Review: I’d heard a lot of positive things about Paolo Bacigalupi’s YA novels however hadn’t had the chance to really delve into his books, so when Hayley at EdPR offered me a review copy of The Doubt Factory I was thrilled.
The Doubt Factory tackles a subject I’ve not really seen explored in YA: PR and the power of a cover-up or spin. It specifically looks at companies which are employed by large corporations or powerful people to essentially create doubt; hence the doubt factory. While this may not sound a particularly exciting subject for YA, Bacigalupi frames it like a Hollywood thriller.
Alix is a girl who has a seemingly perfect, privileged life: she attends a highly selective private school, her parents are financially solid, she lives in a big house. However when an activist, Moses, comes onto the scene and starts asking Alix to question her dad about some things, everything changes. Suddenly the comfortable privilege she enjoys has an uncomfortable cost. Can her father really be helping ‘the bad guys’?
Bacigalupi takes a fascinating topic that for me almost felt like it belonged in a really great Good Wife episode and adds a YA twist to it. For me, this combined a lot of my personal interests as I am interested in politics and the power of words and the truly terrifying way words can change the meaning of everything. Bacigalupi’s rebel group elements, prank style attacks (there’s a notable one in the opening chapters at Alix’s school), and tensions don’t make this feel like a non-YA novel.

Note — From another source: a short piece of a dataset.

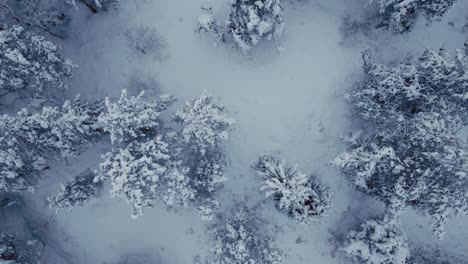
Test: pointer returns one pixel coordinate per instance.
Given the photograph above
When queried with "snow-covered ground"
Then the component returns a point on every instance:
(287, 103)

There were some aspects that did not work for me in The Doubt Factory. I felt the romance was a little rushed and with everything that happened earlier in the book, there were some slightly negative connotations to it that made it harder for me to root for – we don’t meet Moses in The Doubt Factory in an auspicious way and some of his behaviour is a little too easily excused by his cause. Aspects of the plot and 2.0 also require some suspension of disbelief but no more than any other film or or thriller novel does.

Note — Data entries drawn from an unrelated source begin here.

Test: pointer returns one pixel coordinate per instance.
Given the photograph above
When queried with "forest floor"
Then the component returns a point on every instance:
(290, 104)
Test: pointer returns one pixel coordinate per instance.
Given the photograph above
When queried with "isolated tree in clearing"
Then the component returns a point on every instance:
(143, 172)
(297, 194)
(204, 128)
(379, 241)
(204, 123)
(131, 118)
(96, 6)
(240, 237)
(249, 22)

What worked for me was the concept and the exploration of the Doubt Factory. Alix worked well as a narrator and framing the story through seeing her dad without rose tinted glasses felt real. It was also an interesting way to frame the theme and worked well.
If you’re looking for a YA thriller with a scarily real subject then the Doubt Factory offers a lot. Thank you to Hayley at EdPR for sending me a copy for review.